- Мы летели тогда, давно, из Лос-Анджелеса в Сан-Франциско на двухмоторном самолете и находились над горами, когда по проходу прошла стюардесса, пытаясь успокоить нас по поводу механической поломки самолета. Она громко, дрожащим голосом сказала: "Мы возвращаемся в Лос-Анджелес, потому что один из винтов сломался. Прошу не тревожиться, если мы начнем терять высоту". Конечно, я окаменел от страха, несмотря на ее предупреждение, потому что через окно я мог видеть, что мы действительно падаем на горы, и я сказал моему прекрасному молодому компаньону: "Думаю, это все!" - "Не обращай внимания, я летал над Тихим, десантником во время войны, на самолетах, изрешеченных зенитками, без одного или двух моторов, и плевал на все это". У него в руках была книжка, и я заметил, что хотя он делал вид, что читает ее, страницы он листал так быстро, как будто искал фамилию в адресной книге. Мне в голову пришла другая идея, как отдалить от себя угрозу катастрофы: дело в том, что в те дни я всегда имел при себе в кармане розовую капсулу барбитурата. Все в самолете оцепенели, самолет терял высоту, а я встал и пошел в туалет, и проглотил капсулу, и когда я вернулся на свое место рядом с моим другом, я был спокойнее его. Он все еще пролистывал страницы своей книжки - быстрее, чем мог бы читать компьютер - а я был уже настолько натранквилизирован, что положил руку ему на бедро, чтобы успокоить его и одновременно - насладиться его дорогим и таким знакомым контуром. "Бога ради, - сказал он, - перед стюардессой и всеми пассажирами!" - "Никто не видит ничего, кроме собственного ужаса" - "Если завтра до обеда мы не улетим в Сан-Франциско, у тебя больше никогда не достанет смелости вновь когда-нибудь сесть в самолет". И в полдень следующего дня мы снова вылетели во Фриско. Но это был уже четырехмоторный самолет. Видишь, в те дни было кому унять мою панику и организовать для меня мою жизнь, а теперь я должен заниматься этим один, если не считать мимолетных компаньонов.

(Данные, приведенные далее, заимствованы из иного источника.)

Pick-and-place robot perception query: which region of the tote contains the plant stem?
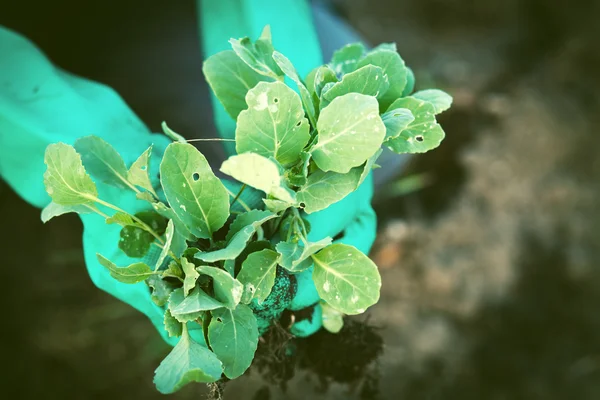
[186,138,235,143]
[229,183,246,208]
[225,188,251,211]
[90,196,165,245]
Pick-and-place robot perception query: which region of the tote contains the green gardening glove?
[0,26,177,342]
[198,0,376,336]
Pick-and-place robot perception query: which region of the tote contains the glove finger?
[81,214,177,345]
[306,174,373,241]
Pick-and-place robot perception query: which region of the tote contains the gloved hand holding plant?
[0,22,451,393]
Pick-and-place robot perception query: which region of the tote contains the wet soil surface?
[0,0,600,400]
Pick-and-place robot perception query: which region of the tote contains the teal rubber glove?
[0,27,173,343]
[198,0,376,336]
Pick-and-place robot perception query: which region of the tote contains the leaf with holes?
[229,26,283,79]
[412,89,452,114]
[96,254,155,284]
[275,237,331,273]
[154,329,223,394]
[156,219,175,269]
[381,108,415,140]
[296,167,363,214]
[321,65,390,108]
[225,210,273,241]
[385,97,445,154]
[169,287,225,322]
[164,310,183,337]
[357,47,408,110]
[235,82,310,165]
[312,244,381,315]
[44,143,98,206]
[127,146,158,198]
[321,301,344,333]
[310,93,385,173]
[356,149,383,189]
[182,257,200,296]
[221,153,296,204]
[196,265,244,308]
[41,201,96,223]
[286,151,311,187]
[307,65,338,98]
[202,50,272,119]
[146,275,175,307]
[273,51,317,126]
[160,143,229,239]
[208,304,258,379]
[73,136,132,189]
[329,43,365,76]
[194,213,277,262]
[237,249,279,304]
[160,121,187,143]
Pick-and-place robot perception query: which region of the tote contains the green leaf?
[162,257,183,280]
[202,50,272,119]
[229,26,283,79]
[164,310,183,337]
[357,48,408,110]
[310,93,385,173]
[372,42,398,52]
[41,201,96,223]
[194,214,277,262]
[74,136,131,189]
[321,301,344,333]
[154,329,223,394]
[96,254,155,283]
[235,82,310,165]
[196,265,244,309]
[127,146,158,198]
[313,65,338,98]
[44,143,98,206]
[381,108,415,140]
[106,211,139,226]
[329,43,365,76]
[286,151,311,187]
[356,149,383,189]
[412,89,452,114]
[156,219,175,269]
[146,275,174,307]
[152,202,197,244]
[118,227,154,258]
[225,210,273,241]
[160,143,229,239]
[275,237,331,273]
[135,192,156,204]
[115,211,167,258]
[312,244,381,315]
[221,153,295,204]
[181,257,200,296]
[273,51,317,126]
[296,167,363,214]
[169,287,225,322]
[160,121,187,143]
[237,249,279,304]
[263,199,293,213]
[223,260,235,276]
[385,97,445,154]
[208,304,258,379]
[321,65,390,108]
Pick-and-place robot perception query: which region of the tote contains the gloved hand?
[197,0,377,336]
[0,27,172,342]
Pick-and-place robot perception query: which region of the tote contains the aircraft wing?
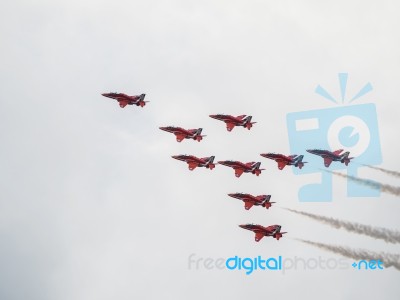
[226,122,235,131]
[235,168,244,177]
[118,100,128,108]
[324,157,332,168]
[255,231,264,242]
[188,161,199,171]
[333,149,343,155]
[278,160,286,170]
[244,201,254,210]
[175,133,186,142]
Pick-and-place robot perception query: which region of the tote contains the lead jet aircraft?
[160,126,205,142]
[260,153,307,170]
[172,155,215,171]
[228,193,275,210]
[239,224,287,242]
[102,93,149,108]
[210,114,257,131]
[218,160,265,177]
[307,149,354,168]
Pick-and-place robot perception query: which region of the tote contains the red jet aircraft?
[239,224,287,242]
[260,153,307,170]
[102,93,149,108]
[210,114,257,131]
[172,155,215,171]
[307,149,354,168]
[228,193,275,210]
[160,126,205,142]
[218,160,265,177]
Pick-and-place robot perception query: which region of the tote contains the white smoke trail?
[298,239,400,270]
[325,170,400,196]
[285,208,400,243]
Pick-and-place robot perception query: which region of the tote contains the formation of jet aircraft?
[102,93,353,242]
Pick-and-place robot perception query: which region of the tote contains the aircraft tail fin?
[333,149,343,155]
[340,151,354,166]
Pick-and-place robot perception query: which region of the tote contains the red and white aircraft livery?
[218,160,265,177]
[102,93,149,108]
[307,149,354,168]
[260,153,307,170]
[239,224,287,242]
[160,126,205,142]
[210,114,257,131]
[172,155,215,171]
[228,193,275,210]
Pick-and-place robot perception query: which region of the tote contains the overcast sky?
[0,0,400,300]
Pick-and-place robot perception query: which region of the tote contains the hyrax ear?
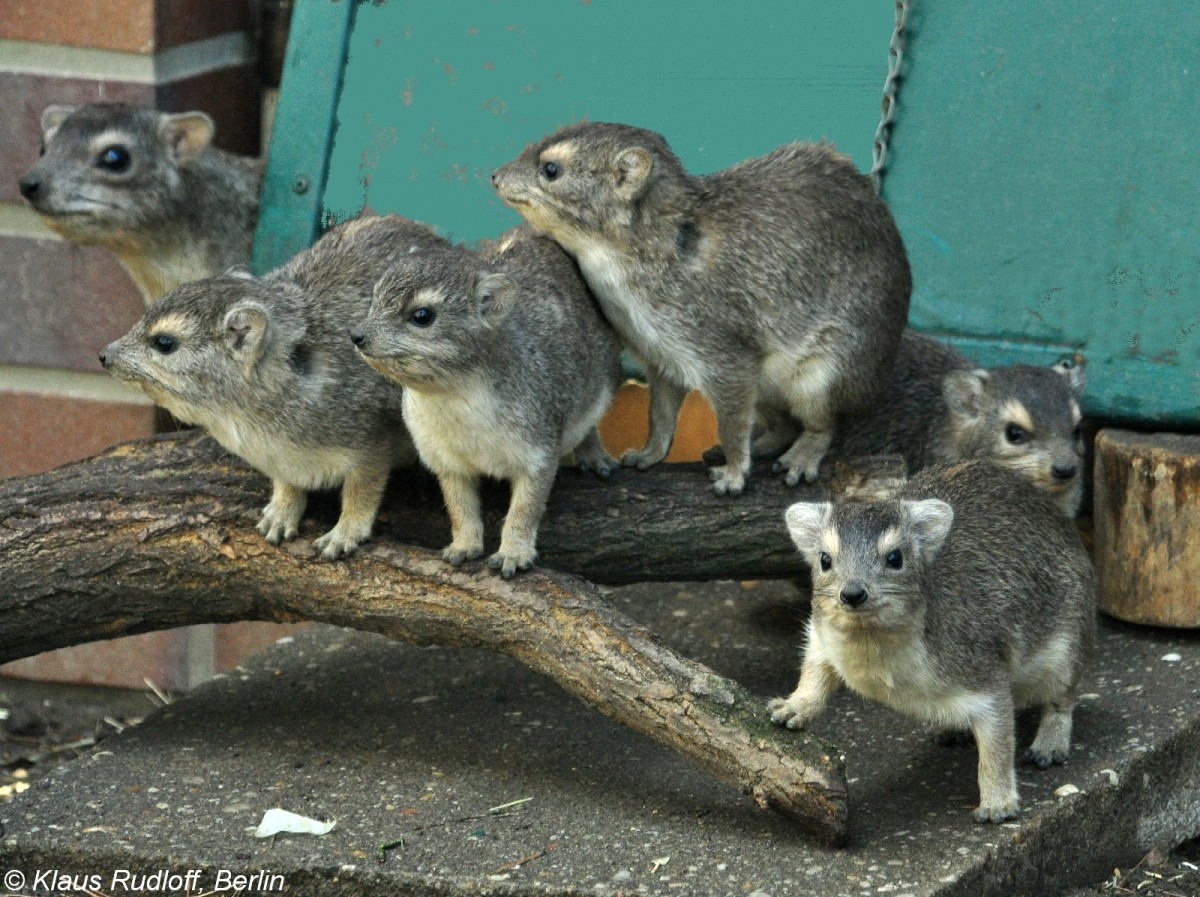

Он заказал вторую бутылку итальянского красного, так как я допил первую во время его истории.
Он уже далеко продвинулся со второй бутылкой и со вторым рассказом.
- До недавнего времени я утешался компанией одной леди, которую знал, и которая также любила путешествовать, как и я.
(Я удивился, почему он сказал знал вместо знаю, и любила, но это предстояло выяснить.)
- Однажды весной мы летели из Афин на Родос, это такой греческий остров, малыш, в его гавани был большой контингент американских моряков. Мы сидели в прибрежном баре и наслаждались картиной электрических огней, которыми моряки нарядили свои корабли перед тем, как сойти на берег. Там на берегу был один матрос, который затмил все электрические огни в гавани, он был шумным, веселым, и с юмором отвечал на мои взгляды, поэтому я повернулся к этой великой леди за моим столом и начал жаловаться на неудобства нашего отеля на острове Родос. Этот новый отель, находящийся вдалеке от гавани, был как головоломный лабиринт пандусов и лестниц, по которому, как я решил, мне будет очень трудно вести мою спутницу домой после полуночи. Я сказал ей: "Милая, ты знаешь, мы не можем оставаться в нем еще на одну ночь, и ты знаешь, что единственный приличный отель на этом острове - это Отель роз, отсюда недалеко - налево и вниз по улице. Почему бы тебе не пойти туда, не употребить весь свой шарм леди с Юга, и не устроить нас туда на две недели?" Моя спутница, действительно великая южная леди, не могла отказать в такой искренней просьбе, и, качаясь, побрела налево вдоль берега по направлению к Отелю роз, а я остался, чтобы сконцентрироваться на шумном и веселом моряке, но вскоре оказалось, что он больше отвечал на взгляды одного своего товарища по службе, чем на мои, поэтому я сидел там, поглощая одно узо за другим в течение часа, прежде чем моя компаньонша, качаясь, не вернулась обратно, и когда она вышла из темноты на свет, я заметил, что спереди на ее розовой юбке было большое темное пятно, а когда она подошла к столу поближе, я почувствовал запах мочи. Я сказал: "Милая, такое впечатление, что ты пролила что-то жидкое на свою юбку", - а она с беспутной ухмылкой уселась на свой стул и сказала: "По дороге мне захотелось пописать, а женской комнаты нигде не было видно, поэтому я присела на корточки прямо на дороге и все сделала".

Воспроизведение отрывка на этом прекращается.